Place the container of grain in the freezer. For containers weighing one to fifteen pounds, two or three days at or below 0° F (-18° C) will kill adult insects. A temperature of -10° F (-23° C) will destroy eggs and larvae. Upon removal, wait twenty-four hours and then dry any condensation prior to storing. Larger containers require more time to ensure the cold has penetrated the food.

Heating

Table 13.6 Temperature and Time for Eradication
Internal Temperature	Minutes Required
150° F (66° C)	4 minutes
140° F (60° C)	10 minutes
120° F (49° C)	20 minutes

All forms of insect life can be killed with heat. Table 13.6 shows the lengths of time required at different temperatures. Higher temperatures or longer periods of time may affect the quality of flours milled from grains and may reduce germinating abilities.
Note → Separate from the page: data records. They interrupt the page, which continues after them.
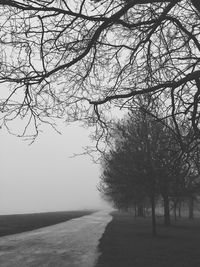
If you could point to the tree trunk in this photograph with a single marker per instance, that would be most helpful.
(175, 206)
(191, 207)
(140, 210)
(166, 209)
(153, 215)
(179, 209)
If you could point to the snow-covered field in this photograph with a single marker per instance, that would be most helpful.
(69, 244)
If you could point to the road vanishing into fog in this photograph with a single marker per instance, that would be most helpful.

Small packages may be heated directly. The contents of larger packages should be placed in a shallow pan to a depth no greater than three-fourths of an inch to assure complete penetration of heat. Leave the oven door slightly ajar to avoid overheating and stir the food occasionally at the higher temperatures to keep it from scorching.
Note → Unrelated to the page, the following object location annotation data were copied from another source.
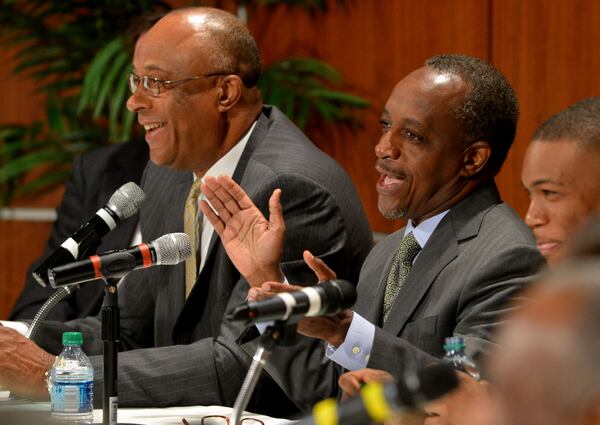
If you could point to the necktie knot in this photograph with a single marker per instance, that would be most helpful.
(401, 265)
(192, 225)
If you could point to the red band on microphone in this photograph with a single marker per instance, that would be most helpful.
(96, 263)
(146, 255)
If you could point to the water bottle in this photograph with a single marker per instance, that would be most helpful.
(71, 383)
(456, 356)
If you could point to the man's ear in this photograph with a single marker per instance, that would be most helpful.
(475, 156)
(231, 89)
To avoid reinfestation, place treated food in insect-proof containers before it cools. Heating can also be used to reduce the moisture content of foods.

Mechanical Removal

Infested grains can also be submerged in a container filled with cold water; the bugs will float to the top, where they can be skimmed off. Then either use the grain quickly or oven-dry it until it is again hard enough.